Introduction & Best Practices to DynamoDB Relational Modeling Simplified 101

By: Published: May 20, 2022

DynamoDB Relational Modeling FI

DynamoDB is an Amazon Web Services database system that enables key-valued cloud services and data structures. It provides users with auto-scaling, in-memory caching, backup, and restoration options for all of their DynamoDB-based internet-scale applications.

In this article, you will learn about the DynamoDB Relational Modeling process and the steps with examples. 

Table of Contents

What is Amazon DynamoDB?

DynamoDB Relational Modeling: dynamodb
Image Source

Amazon DynamoDB is a fully managed NoSQL database service with seamless scaling and quick and predictable performance. You don’t have to worry about hardware provisioning, setup, configuration, replication, software patching, or cluster scaling with Amazon DynamoDB because it offloads the administrative costs of running and growing a distributed database. Amazon DynamoDB also supports encryption at rest, which reduces the time and effort required to safeguard sensitive data.
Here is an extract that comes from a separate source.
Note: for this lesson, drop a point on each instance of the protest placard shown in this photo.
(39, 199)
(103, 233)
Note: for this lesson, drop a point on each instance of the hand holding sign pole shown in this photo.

You can design database tables using DynamoDB to store and retrieve any amount of data and handle any request traffic. You can increase or decrease the throughput capacity of your tables without experiencing any downtime or performance reduction. The AWS Management Console can be used to keep track of resource usage and performance data.

Key Features of Amazon DynamoDB

  • Scalability: When faced with an increase in users, traffic, or data, today’s web-based applications frequently face database scalability issues. AWS offers DynamoDB, a fully managed NoSQL database solution built for fast performance at any scale, to address database scalability challenges. Developers who wish to build scalable cloud-based applications can use Amazon DynamoDB to start with a limited capacity and then scale up the request capacity of certain tables as their service increases in popularity.
  • Pricing: Because the pricing plan for AWS DynamoDB is based on read and write units per second, DevOps can configure the read and write units in seconds. DynamoDB can be supplied with a certain number of Write units and a certain number of Read units.
  • Data Model and Indexing: All tables in AWS DynamoDB are collections of things. Each object is made up of a set of characteristics. One property should serve as the main key for each table. Scalar and multi-valued data are the two forms of data. A string, a number, or a byte can be used as a scalar data type. A string set, number set, or binary set is a multi-valued set. The main key is used to index each table.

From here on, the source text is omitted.